In [1]:
import torch
from torch import nn

In [6]:
%%timeit
for _ in range(100):
    # Creating on the CPU, then transfering to the GPU
    cpu_tensor = torch.ones(1000, 64, 64)
    gpu_tensor = cpu_tensor.cuda()

481 ms ± 20.6 ms per loop (mean ± std. dev. of 7 runs, 1 loop each)


In [5]:
%%timeit
for _ in range(100):
    # Creating on the GPU
    gpu_tensor = torch.ones((1000, 64, 64), device='cuda')

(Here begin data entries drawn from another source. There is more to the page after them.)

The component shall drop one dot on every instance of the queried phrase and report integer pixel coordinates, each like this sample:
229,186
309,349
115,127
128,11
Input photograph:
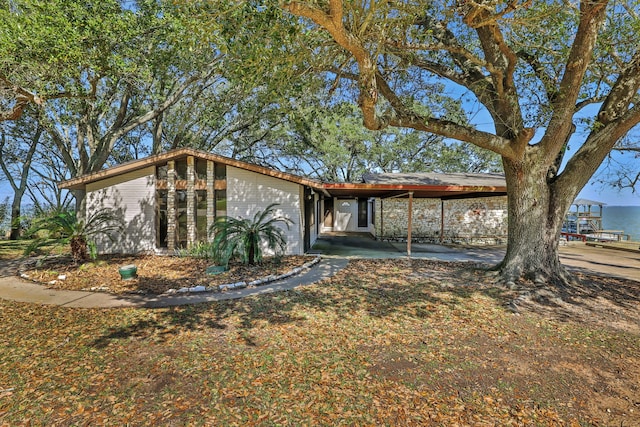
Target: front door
327,217
345,215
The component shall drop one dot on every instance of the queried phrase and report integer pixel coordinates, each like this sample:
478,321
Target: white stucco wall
249,192
474,220
131,196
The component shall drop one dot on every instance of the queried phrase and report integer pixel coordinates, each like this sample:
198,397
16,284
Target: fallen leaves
382,343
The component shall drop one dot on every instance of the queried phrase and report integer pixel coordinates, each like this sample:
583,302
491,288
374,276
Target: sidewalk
335,256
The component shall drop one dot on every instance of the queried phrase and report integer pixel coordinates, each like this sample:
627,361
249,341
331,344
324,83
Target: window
181,168
363,210
220,171
221,203
161,172
201,215
162,219
181,218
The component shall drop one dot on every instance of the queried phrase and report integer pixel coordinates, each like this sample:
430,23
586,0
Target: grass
382,343
14,249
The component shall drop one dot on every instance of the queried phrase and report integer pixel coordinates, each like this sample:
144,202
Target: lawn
381,343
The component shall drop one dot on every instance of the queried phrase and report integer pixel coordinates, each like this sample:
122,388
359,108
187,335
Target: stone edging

14 ms ± 640 ns per loop (mean ± std. dev. of 7 runs, 100 loops each)


In [7]:
# Use Sequential layers when possible

In [None]:
self.mid_layers = []
for _ in range(5):
    self.mid_layers.append(nn.Linear(64, 64))
    self.mid_layers.append(nn.ReLU())
self.mid_layers = nn.Sequential(*self.mid_layers)

In [None]:
losses = []

for batch in data_batches:
    output = example_model(batch)
    target = torch.rand((10, 3))
    loss = criterion(output, target)
    losses.append(loss.detach())  # Or loss.item() if you don't need the gradient

print(losses)

In [None]:
# Trick to delete a model from GPU
example_model = ExampleModel().cuda()

del example_model

import gc
gc.collect()
torch.cuda.empty_cache()
# Add from fastai notebook

In [None]:
# Mixed precision training uses both 16-bit and 32-bit floating-point types in a model during training to make it run faster
# and use less memory. By keeping certain parts of the model in the 32-bit types for numerical stability, the model will have a 
# lower step time and train equally as well, with minor changes to the code.

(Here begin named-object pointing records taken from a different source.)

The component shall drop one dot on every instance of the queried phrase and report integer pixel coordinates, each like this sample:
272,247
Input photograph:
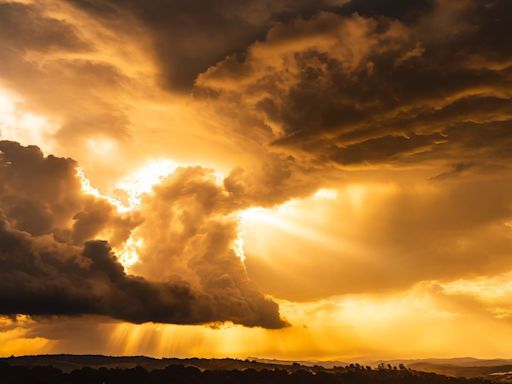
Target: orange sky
280,179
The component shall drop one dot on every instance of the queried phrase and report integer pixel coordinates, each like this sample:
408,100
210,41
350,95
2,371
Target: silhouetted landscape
92,369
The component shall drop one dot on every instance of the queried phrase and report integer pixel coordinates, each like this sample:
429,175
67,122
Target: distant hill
144,370
495,369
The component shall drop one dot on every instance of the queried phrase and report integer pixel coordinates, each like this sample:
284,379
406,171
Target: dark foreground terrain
13,371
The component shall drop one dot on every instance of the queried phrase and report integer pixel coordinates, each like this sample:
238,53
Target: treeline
176,374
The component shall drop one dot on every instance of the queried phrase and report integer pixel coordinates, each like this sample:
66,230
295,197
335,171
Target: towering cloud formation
355,90
46,269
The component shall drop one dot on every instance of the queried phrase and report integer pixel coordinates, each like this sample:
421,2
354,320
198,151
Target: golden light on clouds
295,180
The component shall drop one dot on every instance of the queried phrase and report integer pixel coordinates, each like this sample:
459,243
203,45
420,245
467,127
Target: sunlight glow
19,125
128,253
88,189
144,179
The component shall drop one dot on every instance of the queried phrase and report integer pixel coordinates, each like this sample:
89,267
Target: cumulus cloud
53,264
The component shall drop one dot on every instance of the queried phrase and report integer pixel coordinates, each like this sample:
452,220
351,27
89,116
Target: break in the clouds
51,266
402,108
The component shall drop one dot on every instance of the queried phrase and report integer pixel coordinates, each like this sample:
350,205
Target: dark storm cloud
40,277
50,266
190,36
373,90
401,9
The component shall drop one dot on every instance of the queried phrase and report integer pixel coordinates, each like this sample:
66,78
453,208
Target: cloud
371,91
382,237
190,37
52,262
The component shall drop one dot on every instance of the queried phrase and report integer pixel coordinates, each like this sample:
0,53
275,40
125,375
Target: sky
291,179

from torch.cuda.amp import autocast, GradScaler

model = YourModel().cuda()
optimizer = torch.optim.Adam(model.parameters())
scaler = GradScaler()

for inputs, targets in dataloader:
    optimizer.zero_grad()
    with autocast():
        loss = criterion(model(inputs), targets)
    scaler.scale(loss).backward()
    scaler.step(optimizer)
    scaler.update()

In [None]:
# Lazy Loading
# Lazy loading is a design approach frequently used in machine learning and data-heavy applications, particularly when the full 
# dataset is too large to fit into memory. 
# This technique involves loading data into memory only as it's required during the execution of the program, rather than importing the 
# entire dataset all at once.
# Use cases for lazy loading:
#    Large Datasets: When the dataset is too large to fit into memory.
#    Dynamic Data: When the dataset is continuously updated or changes over time.
#    Random Access: When random (or pseudo-random) access to data points is acceptable, which is often the case in stochastic gradient descent algorithms.
#    Streamed Data: When data can be streamed from distributed file systems, databases, or even online sources.
#    Memory Efficiency: When you want to optimize the program to use as little memory as possible.
# In PyTorch, lazy loading can be achieved with the use of the DataLoader class

from torchvision.datasets import ImageFolder
from torch.utils.data import DataLoader
import torchvision.transforms as transforms

transform = transforms.Compose([
    # add whatever transformations you need
    transforms.ToTensor(),
])

dataset = ImageFolder(root='path/to/your/images', transform=transform)

data_loader = DataLoader(dataset, batch_size=32, shuffle=True)

In [None]:
# Gradient Clipping
# Gradient clipping is a technique to prevent the gradients from becoming too large, which can lead to exploding gradient problems especially 
# in recurrent neural networks (RNNs). This can be particularly useful when you are observing NaNs during training or when the losses go to infinity.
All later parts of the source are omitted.